Surabhi: This is lock-in because does it enjoy the Equity Linked Savings Schemes (ELSS) advantage?

A: No there is no tax advantage.

Anuj: What would be the corpus that you are planning in terms of the money initially and is there any size that you have in mind?

A: We do not have a number to tell everyone. We think the response has been pretty good, so we are looking at very good numbers. We will close the fund on 30th.

Anuj: How much have you generated already?

A: Wait for three days, you will see the number.

Latha: I have a lot of HDFC funds. Let me put that as a disclosure. My sense is that it has always so far in my 14 years of investing in mutual funds, my discovery has been giving the fund manager complete freedom even between equities and debt has worked because you really do not know which is the next sector that will do well. But in your case, you already have those kinds of funds, extremely well performing funds under Prashant Jain. So, is that why because of the new SEBI rules, you are forced to give sector categories because you cannot launch another fund like the repertoire you already have.

A: No not really. Even under the new rules, SEBI clearly says we can do thematic funds. So this is a thematic fund. We are extremely positive on the outlook for housing sector. In a diversified equity fund, most of our funds are diversified, except the infra fund which is one thematic fund we have. So even if you like particular thing, there are restriction in a sense of how much overweight or underweight you can be. So whereas here, if we like this theme, as per SEBI again if it is thematic fund, 80 percent of the investments have to be in that theme. So we are giving an opportunity for investor who is interested, who likes this space to take a meaningful exposure to the sector.

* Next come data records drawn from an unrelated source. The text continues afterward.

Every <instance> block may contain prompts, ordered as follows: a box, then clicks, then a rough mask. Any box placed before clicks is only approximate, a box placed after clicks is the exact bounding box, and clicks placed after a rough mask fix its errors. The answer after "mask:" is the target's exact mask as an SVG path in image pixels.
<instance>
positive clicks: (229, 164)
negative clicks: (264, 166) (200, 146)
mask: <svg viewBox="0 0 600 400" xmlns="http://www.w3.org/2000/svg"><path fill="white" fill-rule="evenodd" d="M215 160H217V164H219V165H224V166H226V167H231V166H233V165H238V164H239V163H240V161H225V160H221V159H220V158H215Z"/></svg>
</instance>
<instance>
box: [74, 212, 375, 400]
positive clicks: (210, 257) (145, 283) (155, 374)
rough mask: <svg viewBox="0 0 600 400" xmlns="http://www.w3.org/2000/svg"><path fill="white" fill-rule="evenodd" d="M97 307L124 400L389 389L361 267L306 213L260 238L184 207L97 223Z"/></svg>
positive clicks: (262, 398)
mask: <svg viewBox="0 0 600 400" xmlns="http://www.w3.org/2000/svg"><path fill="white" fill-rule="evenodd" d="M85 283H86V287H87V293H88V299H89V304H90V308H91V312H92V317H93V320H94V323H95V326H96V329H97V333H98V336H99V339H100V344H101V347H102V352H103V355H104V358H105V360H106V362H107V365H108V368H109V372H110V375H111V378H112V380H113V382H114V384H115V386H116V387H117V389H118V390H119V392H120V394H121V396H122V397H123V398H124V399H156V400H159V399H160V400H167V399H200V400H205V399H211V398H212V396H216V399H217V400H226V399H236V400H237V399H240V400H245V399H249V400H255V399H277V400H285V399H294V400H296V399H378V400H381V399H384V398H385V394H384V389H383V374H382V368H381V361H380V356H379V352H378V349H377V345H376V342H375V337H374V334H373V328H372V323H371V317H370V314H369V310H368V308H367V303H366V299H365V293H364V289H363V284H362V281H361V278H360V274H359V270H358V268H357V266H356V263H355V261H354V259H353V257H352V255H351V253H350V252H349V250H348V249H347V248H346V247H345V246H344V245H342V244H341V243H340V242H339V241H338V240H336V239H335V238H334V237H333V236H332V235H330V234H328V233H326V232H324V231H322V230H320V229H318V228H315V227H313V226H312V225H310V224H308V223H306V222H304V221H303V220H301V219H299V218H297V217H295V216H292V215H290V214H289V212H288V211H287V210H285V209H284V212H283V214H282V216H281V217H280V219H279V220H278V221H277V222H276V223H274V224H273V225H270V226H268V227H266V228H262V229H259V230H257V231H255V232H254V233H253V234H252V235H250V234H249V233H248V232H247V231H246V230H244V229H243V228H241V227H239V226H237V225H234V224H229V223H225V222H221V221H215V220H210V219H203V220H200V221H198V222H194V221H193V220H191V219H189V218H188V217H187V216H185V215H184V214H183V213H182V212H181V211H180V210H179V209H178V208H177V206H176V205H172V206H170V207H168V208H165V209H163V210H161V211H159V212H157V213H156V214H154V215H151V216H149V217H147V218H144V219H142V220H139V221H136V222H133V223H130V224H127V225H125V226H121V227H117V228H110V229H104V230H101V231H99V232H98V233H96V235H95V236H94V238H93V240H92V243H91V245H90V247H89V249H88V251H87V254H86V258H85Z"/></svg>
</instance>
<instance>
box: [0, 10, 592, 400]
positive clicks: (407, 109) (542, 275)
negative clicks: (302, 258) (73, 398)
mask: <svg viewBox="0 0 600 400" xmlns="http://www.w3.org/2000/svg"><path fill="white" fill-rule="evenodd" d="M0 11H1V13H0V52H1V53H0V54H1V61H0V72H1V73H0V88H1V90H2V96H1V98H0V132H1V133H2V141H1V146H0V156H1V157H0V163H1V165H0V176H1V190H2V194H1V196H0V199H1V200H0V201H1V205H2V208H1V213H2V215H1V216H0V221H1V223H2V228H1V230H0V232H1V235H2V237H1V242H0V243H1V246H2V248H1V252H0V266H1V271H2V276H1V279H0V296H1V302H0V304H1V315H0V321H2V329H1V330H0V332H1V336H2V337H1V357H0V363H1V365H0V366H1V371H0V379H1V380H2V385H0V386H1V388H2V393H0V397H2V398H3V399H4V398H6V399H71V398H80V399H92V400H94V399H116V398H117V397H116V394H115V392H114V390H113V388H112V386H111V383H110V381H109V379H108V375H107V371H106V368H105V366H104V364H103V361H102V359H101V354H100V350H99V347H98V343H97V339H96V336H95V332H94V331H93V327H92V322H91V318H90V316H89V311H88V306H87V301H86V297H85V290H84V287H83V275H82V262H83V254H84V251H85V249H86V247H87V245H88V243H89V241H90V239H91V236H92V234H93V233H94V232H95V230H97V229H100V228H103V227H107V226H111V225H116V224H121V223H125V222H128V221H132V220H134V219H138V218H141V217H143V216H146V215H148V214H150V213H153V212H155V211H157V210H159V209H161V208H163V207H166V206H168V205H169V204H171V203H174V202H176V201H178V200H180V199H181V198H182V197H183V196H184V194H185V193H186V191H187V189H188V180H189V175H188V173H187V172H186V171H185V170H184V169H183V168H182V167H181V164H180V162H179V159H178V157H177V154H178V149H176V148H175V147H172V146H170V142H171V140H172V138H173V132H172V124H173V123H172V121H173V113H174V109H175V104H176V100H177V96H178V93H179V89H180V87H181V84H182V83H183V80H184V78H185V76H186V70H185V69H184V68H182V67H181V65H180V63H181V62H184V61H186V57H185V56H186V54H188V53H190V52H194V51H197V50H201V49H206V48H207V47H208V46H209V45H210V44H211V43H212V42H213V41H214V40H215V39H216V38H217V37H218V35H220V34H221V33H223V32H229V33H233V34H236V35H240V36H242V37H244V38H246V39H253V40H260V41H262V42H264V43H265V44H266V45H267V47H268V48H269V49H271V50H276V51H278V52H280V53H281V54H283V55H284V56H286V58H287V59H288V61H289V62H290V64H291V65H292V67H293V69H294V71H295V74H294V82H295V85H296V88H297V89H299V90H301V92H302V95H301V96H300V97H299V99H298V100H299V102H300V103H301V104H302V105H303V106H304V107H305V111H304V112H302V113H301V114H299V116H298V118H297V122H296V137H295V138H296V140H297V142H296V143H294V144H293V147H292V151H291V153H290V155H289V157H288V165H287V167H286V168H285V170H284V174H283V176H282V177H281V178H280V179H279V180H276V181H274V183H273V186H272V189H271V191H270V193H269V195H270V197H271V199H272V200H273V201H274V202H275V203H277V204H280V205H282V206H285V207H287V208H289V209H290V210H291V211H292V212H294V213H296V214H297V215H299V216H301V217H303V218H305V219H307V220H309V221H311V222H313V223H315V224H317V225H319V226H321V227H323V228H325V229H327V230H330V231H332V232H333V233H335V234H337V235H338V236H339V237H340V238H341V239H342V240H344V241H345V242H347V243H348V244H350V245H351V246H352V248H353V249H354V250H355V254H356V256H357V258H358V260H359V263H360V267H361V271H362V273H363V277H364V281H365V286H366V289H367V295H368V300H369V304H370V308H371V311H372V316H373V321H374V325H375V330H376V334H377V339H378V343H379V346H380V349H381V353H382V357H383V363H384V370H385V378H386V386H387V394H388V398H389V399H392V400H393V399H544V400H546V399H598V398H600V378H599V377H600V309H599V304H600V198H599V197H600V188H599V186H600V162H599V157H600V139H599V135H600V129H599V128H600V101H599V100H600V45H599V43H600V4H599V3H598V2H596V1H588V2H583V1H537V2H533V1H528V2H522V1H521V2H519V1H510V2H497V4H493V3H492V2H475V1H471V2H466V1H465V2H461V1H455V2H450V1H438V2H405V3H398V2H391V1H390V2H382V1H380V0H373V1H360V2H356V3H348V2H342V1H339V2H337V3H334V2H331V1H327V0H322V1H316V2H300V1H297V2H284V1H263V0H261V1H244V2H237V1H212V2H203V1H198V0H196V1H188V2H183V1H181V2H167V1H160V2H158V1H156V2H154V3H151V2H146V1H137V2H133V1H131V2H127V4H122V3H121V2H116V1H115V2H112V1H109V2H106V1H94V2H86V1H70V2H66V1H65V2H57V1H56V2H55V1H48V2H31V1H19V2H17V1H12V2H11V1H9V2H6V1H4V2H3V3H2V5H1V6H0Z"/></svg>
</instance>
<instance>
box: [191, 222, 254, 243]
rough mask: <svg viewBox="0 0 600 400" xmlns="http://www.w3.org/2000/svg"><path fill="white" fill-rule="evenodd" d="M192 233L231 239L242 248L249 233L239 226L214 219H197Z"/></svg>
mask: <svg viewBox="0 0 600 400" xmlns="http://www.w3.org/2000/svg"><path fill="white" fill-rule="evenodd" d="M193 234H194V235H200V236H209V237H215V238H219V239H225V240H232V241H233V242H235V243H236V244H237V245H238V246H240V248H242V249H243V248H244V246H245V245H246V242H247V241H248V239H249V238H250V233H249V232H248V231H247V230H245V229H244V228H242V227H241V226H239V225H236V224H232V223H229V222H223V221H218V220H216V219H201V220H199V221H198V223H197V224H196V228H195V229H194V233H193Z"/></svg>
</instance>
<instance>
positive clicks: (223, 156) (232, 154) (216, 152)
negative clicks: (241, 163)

Surabhi: So they say a diversified equity fund should typically give you at least 15 percent over a 3-4 year horizon. Concentrated risk in terms of sectors? What sort of a performance benchmark are you setting for yourself with this fund?

A: 15 percent is expectation when FDI rates were 10-11 percent. When FDI rate is at 6 percent the expectations have to be lower, point number one. Point number two, we are saying that this is a mix of equity and debt so we will have 10-20 percent debt also. So it should be compared with a balance fund, not with a pure diversified equity fund.